The Beat Hotel

A soirée at the Beat Hotel, Paris, late 50s or early 60s.

Although he has never been a household name, Allan Taylor has been writing, performing and recording folk songs ever since he turned professional 60 years ago.

“Allan Taylor is one of the more literate and sensitive of contemporary songwriters in terms of words and music, and one who is capable of exploring more complex subjects than most of his contemporaries… he should probably be regarded as potentially the most important songwriter of his generation.”

Dr. Frederick Woods in The Oxford Book of Traditional Verse.

Supporting Fairport Convention in the late 60s helped to secure Taylor’s reputation on the UK folk circuit. After a few years in America, he returned to the UK, forming the band, Cajun Moon. Then in 1976, he launched a solo career. His 1978 album, The Traveller, won the best European Record award at the Grand Prix du Disque de Montreaux. Wikipedia lists a further 26 albums, the latest being Behind the Mix (2017).

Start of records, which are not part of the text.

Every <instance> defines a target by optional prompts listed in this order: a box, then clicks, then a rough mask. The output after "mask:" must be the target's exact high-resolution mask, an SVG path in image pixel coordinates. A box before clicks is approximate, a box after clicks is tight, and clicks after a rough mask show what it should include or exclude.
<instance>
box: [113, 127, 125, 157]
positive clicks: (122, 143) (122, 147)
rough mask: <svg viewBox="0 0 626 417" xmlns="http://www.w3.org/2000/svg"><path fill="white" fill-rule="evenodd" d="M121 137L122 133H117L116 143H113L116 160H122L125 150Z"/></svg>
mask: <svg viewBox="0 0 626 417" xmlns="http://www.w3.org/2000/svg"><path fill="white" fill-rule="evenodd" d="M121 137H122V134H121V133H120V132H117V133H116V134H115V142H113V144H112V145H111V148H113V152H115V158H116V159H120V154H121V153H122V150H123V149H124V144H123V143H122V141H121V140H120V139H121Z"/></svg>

Taylor had planned a series of farewell concerts for the summer of 2026, but had to cancel the tour because of ill health. He might take some consolation, though, from knowing that his name has appeared in several media reports since April, when Ed Sheeran enthused about The Traveller online. (See this article on the BBC, for example.)

For this blogger, Allan Taylor’s later material has rather more depth and appeal, so I have chosen a track from his 2003 album, Hotels and Dreamers, as my gift to him on his enforced retirement.

From Hotels and Dreamers, 2003.

In the late 50s and early 60s, several members of the Beat Generation occupied rooms at a cheap hotel at 9 Rue Gît-le-Cœur, in the Latin Quarter of Paris.

“It was a ‘class 13’ hotel, meaning bottom line, a place that was required by law to meet only minimum health and safety standards. It never had any proper name – ‘the Beat Hotel’ was a nickname … which stuck. The rooms had windows facing the interior stairwell and not much light. Hot water was available Thursdays, Fridays and Saturdays. The hotel offered the opportunity for a bath – in the only bathtub, situated on the ground floor – provided the guest reserved time beforehand and paid the surcharge for hot water. Curtains and bedspreads were changed and washed every spring. The linen was (in principle) changed every month.”

Wikipedia

Ah, the good old days! The times when we were young and creature comforts were completely unnecessary. We were all looking for Nirvana once. How many of us found it, I wonder?